La gente esperaba. Pobre gente, es realmente un juego de niños engañarse pensando que son ese algo o ese alguien capaz de llenar el vacío que todo hombre lleva dentro. Porque entonces, a fuerza de esperar, uno se contenta, se convence de que incluso el Bautista podría bastar, para detener esta tortura que nos desgasta.
Y el Bautista intenta interrumpir esta tragedia. Lo hace con decisión: “Sumérgete”, dice. Desciende conmigo al agua de la muerte, que lo esperado no viene de un horizonte lejano sino del valor de bajar al corazón de los escombros que llevamos dentro. Una emoción. Y es el bautismo. Sólo entonces se abre el cielo. Es algo así como una paloma.

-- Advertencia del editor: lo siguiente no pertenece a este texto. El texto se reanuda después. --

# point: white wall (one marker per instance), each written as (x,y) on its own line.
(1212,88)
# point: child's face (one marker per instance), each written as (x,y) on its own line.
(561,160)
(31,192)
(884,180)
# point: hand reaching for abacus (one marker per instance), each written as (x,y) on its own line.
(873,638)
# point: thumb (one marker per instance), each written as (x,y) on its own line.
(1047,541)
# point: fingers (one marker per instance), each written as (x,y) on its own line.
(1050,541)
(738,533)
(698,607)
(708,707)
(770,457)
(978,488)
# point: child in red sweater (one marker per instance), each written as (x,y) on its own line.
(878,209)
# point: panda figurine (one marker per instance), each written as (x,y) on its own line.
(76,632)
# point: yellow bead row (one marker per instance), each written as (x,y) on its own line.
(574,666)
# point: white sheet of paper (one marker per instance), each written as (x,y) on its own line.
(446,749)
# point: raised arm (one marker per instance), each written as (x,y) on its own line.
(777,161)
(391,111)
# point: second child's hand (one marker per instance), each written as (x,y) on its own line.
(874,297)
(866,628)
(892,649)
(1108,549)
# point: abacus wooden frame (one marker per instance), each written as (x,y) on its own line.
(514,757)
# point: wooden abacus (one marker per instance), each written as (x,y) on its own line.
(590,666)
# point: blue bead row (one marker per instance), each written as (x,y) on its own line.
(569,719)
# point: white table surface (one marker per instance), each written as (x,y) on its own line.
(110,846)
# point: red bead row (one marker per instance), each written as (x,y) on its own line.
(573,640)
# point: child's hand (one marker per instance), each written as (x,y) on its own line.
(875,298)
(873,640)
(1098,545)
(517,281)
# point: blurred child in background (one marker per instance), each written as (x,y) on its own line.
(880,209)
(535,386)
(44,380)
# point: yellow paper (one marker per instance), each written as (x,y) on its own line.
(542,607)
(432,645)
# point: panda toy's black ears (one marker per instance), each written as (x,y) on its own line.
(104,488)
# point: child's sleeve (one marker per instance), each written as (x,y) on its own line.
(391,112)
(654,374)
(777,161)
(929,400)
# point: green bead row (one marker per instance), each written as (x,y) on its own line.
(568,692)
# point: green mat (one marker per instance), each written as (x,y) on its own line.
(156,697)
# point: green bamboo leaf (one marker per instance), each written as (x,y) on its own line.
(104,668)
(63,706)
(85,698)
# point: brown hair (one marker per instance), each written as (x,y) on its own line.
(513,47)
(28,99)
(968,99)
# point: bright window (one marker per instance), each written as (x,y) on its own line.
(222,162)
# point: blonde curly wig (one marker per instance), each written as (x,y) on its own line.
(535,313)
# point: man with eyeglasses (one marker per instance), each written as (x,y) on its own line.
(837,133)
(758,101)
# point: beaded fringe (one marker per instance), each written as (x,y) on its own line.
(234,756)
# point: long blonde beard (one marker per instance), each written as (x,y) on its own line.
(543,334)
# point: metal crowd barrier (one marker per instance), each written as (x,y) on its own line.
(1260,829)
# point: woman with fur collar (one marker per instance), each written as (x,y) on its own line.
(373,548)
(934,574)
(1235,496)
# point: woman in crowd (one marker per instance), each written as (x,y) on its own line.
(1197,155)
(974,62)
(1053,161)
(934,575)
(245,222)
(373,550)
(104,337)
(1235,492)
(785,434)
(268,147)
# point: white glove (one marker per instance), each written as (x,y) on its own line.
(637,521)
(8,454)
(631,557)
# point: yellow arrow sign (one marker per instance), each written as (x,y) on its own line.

Decir que el diluvio sirve para sumergirnos en la verdad de lo que somos pero que hay una tierra. Una tierra bella como una promesa. Una tierra que se abre como un soplo, una tierra nueva sobre la cual recomenzar. Una tierra por la que caminar sin avergonzarse de lo divino.
Dios no se avergüenza de besarnos y abrazarnos en medio de los escombros y el fracaso. Y ésta me parece la única buena noticia de verdad. La que sigo esperando y que no deja de asombrarme.